Stefan Platteau choisit cette fois la voie du conte à l’occasion de ce prélude. Récit prenant, Dévoreur s’avale en quelques heures, mais pas trop goulûment tout de même puisqu’il recèle quelques subtilités franchement agréables. L’auteur tente de marier deux aspects : celui de son univers aux accents mythologiques hindous et celui des contes traditionnels connus de tous. Dévoreur s’avère en réalité une relecture et une réappropriation du mythe populaire de l’ogre, revu et corrigé par la lumières des Astres. En partant de quelque chose de très classique, Stefan Platteau arrive petit à petit à se démarquer, notamment grâce à son style qui semble avoir encore gagné en maturité ainsi qu’à l’agilité de sa plume pour capturer des portraits humains attachants. Loin de vouloir accoucher d’un texte manichéen, l’écrivain s’échine à montrer l’homme brisé derrière le monstre et les limites dangereuses où le bien sombre dans l’abîme du mal.

Ainsi, plus que l’histoire d’Aube ou même de Peyr Romo, c’est bien la tragique destinée de Vidal que cherche à illustrer Dévoreur. De loin le personnage le plus intéressant de cette novella, Vidal incarne à la fois la monstruosité et la candeur déchue. Si l’on pouvait craindre le classicisme d’un énième conte, Stefan Platteau évite l’écueil en deux temps. Il prend d’abord bien soin d’insérer la figure de l’ogre dans son univers aux accents indiens où l’on assiste à des offices de singes devant le temple du village et où les Dieux adoptent des allures pour le moins flamboyantes. L’ogre ici devient un outil des Astres, quasiment une porte d’entrée pour les esprits néfastes. Puis, il creuse la légende, revient aux fondamentaux et illustre avec brio une des caractéristiques les plus étonnantes du mythe de l’ogre : sa propension à représenter le Père. Lorsque le lecteur fouille un peu en profondeur, il s’aperçoit que Vidal n’est pas père par hasard, que le regard des enfants de Peyr Romo a la fin du récit sur leur géniteur n’a rien d’anodin. Derrière l’apparence inoffensive du conte se cache quelques noirceurs terribles pour qui sait lire entre les lignes, quelques peurs enfantines enfouies profondément.

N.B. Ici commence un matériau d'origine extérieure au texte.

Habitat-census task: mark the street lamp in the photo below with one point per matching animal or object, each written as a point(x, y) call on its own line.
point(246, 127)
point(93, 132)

Car il faut aussi le préciser, Dévoreur reprend un des aspects de Manesh, c’est-à-dire sa dimension horrifique. La novella se permet non seulement de raconter des événements terrifiants mais elle offre également des visions évocatrices où le sens pictural de Stefan Platteau fait parfois des merveilles. On pense notamment à la description de ce Château de Sel isolé où chaque pièce devient source d’angoisse, où aux nombreuses apparitions surnaturelles qui hantent le lieu maudit. Plus qu’une simple histoire fantastique, Dévoreur est conçu pour filer quelques frissons à ses lecteurs. Une chose qui marche finalement remarquablement bien. Finissons par dire quelques mots sur la place occupée par Dévoreur par rapport à Manesh et par préciser que l’ouvrage peut se concevoir comme une excellente introduction à l’univers du Sentier des Astres ou, au contraire, comme une précision bienvenue pour le connaisseur au sujet du Panthéon propre au monde créé par Stefan Platteau.

Malgré un prix certainement trop élevé, Dévoreur se révèle un conte passionnant et passionné. Réappropriation intelligente d’une figure mythologique archi-connue, le tout baigné d’une atmosphère horrifique délicieuse, le dernier rejeton de Stefan Platteau a de quoi ouvrir l’appétit à tous les lecteurs avides de découvrir son univers fantasy.

Note : 7.5/10

N.B : Il est rare que l’occasion se présente, mais la dédicace en fin d’ouvrage est également à saluer. Drôle, inspirée, tendre, émouvante et simplement très belle, elle mérite elle aussi le coup d’œil.